I mentioned this devastating mismatch between promises and realistic opportunities in a comment yesterday. It's baked into the education system now, which has become something of a racket for selling broken dreams.

> And, if 99.9% of people who try to do something suck at it, it's just reasonable to assume a high probability that you also suck.

I pause to ever mention Jordan Peterson here (because usually that leads to massive down-votes), but anyway, he has a major blind-spot in assuming dominance hierarchies are congruent with competence hierarchies. People who laud meritocracies often forget this.

> worldly success, rare as it is in anything worth doing, is not indicative of skill or talent

"The race is not to the swift or the battle to the strong...." Getting over this is an important part of growing up, and I think some people don't quite get that.

> The other possibility is that society is deeply and thoroughly corrupt

What I think happened is that our shared "noble lies" became embarrassing sordid tales of uncle Bob screwing the pooch. After your prime minister has fucked a pig's face it's almost impossible to recover and re-orientate.
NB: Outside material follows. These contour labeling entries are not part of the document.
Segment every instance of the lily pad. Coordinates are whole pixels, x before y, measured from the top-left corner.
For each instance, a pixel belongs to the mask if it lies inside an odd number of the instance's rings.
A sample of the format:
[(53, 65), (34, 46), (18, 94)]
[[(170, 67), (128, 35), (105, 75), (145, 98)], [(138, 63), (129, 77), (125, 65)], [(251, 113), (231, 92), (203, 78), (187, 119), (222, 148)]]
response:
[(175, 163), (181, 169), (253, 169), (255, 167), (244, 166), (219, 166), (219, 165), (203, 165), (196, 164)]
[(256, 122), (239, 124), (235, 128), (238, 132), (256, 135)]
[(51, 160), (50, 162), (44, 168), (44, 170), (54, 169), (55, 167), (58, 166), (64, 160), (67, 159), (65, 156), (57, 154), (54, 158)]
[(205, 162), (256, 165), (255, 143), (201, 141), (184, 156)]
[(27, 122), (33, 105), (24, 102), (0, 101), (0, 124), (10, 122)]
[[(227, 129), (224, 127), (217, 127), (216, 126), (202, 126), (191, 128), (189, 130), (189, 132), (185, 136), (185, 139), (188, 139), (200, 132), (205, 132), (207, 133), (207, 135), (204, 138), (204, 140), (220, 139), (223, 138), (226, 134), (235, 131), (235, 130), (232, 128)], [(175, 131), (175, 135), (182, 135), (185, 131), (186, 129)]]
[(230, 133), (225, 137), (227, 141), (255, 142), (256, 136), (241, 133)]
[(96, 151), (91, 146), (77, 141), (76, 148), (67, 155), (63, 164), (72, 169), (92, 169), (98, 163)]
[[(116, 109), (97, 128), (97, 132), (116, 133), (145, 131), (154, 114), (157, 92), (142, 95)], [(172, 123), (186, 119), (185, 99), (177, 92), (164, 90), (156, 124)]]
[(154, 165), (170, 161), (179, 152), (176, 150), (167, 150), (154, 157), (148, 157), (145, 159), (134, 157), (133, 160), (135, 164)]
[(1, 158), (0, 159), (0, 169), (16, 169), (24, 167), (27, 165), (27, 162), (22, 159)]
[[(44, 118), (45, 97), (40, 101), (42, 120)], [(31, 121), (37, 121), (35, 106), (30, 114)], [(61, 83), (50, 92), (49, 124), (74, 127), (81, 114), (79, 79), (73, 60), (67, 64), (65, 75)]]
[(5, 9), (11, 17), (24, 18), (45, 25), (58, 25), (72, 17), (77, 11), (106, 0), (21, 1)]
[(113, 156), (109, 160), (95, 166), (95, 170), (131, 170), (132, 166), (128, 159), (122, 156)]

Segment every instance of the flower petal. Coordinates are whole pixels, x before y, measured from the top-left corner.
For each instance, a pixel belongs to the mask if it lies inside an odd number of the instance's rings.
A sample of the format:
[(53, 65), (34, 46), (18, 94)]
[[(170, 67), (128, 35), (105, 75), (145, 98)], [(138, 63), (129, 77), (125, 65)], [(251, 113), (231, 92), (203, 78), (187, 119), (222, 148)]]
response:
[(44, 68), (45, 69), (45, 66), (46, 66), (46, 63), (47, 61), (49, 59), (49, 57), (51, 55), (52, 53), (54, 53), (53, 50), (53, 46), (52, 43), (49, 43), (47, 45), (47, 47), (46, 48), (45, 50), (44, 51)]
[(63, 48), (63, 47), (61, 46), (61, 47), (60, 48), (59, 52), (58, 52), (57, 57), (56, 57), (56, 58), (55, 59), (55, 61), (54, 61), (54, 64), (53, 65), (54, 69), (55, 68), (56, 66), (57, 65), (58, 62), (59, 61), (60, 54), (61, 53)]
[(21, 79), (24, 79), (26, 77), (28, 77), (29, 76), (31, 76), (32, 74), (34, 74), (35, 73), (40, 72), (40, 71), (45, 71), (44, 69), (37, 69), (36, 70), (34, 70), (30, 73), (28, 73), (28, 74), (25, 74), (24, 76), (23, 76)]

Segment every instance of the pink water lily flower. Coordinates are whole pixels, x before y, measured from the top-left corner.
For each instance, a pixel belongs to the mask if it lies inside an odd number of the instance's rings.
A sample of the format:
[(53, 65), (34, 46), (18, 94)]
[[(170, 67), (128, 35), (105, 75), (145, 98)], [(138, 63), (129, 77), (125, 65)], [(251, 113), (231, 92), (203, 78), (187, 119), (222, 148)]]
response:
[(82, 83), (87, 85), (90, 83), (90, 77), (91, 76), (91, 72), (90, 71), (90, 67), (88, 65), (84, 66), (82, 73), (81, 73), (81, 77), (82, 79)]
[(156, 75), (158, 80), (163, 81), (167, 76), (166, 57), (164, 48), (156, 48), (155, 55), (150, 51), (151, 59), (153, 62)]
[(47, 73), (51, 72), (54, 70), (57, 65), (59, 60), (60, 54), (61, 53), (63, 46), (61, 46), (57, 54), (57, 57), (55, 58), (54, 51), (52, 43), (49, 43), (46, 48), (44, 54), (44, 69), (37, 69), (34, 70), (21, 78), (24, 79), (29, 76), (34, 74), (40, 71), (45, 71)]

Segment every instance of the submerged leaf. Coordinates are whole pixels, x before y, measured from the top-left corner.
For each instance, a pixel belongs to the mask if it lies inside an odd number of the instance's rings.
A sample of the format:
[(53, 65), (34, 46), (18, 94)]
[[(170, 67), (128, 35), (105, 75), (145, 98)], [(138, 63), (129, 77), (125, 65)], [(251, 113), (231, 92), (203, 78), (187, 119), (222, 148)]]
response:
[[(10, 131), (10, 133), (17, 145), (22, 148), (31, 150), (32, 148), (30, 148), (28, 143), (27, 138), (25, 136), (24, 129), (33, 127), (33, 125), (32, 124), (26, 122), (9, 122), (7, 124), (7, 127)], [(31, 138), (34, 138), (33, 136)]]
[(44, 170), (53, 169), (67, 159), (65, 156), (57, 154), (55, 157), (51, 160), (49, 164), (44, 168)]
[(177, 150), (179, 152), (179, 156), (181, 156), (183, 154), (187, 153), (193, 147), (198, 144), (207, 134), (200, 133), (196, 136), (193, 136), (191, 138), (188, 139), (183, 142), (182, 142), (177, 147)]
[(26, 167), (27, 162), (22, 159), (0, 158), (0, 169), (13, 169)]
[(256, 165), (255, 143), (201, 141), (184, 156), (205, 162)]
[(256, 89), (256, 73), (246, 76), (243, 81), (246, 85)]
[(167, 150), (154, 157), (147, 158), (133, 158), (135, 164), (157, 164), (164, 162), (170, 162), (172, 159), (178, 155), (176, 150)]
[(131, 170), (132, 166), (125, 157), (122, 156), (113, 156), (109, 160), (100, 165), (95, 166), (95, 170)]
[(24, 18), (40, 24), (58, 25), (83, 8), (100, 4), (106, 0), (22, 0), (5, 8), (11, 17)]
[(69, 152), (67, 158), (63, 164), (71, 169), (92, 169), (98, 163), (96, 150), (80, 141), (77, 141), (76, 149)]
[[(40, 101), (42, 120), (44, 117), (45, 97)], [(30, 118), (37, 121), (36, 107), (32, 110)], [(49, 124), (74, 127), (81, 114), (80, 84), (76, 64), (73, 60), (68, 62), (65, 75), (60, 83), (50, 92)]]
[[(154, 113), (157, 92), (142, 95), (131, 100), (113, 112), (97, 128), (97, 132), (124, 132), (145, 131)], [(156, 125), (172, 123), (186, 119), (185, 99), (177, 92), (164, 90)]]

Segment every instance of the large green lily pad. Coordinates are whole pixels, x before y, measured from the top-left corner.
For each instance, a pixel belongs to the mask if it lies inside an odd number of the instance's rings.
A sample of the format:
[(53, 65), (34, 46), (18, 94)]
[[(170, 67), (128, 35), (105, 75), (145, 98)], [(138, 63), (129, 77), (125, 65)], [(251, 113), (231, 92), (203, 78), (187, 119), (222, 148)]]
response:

Is there still an institution that hasn't been utterly razed by scandal?

> because how good can you be if you don't even know whether you're good?

Without objective measures and exposure to genuine competence you can respect and aspire to there is no yardstick. The demise of recognisable institutions took this away.

> bitterness, at least in the US, is extremely socially unacceptable, especially when one is right.

That's a bit weird. A WASP thing? British culture allows more for a general sourness around class resentments. We know our leaders are over-privileged incompetents and make light of it openly. But not to the extent of utter nihilistic cynicism as Russians.

I want to say that US Americans don't have the quiescent injustice of class hanging over everything... but I am not sure that's true. You just deal with it differently across the pond.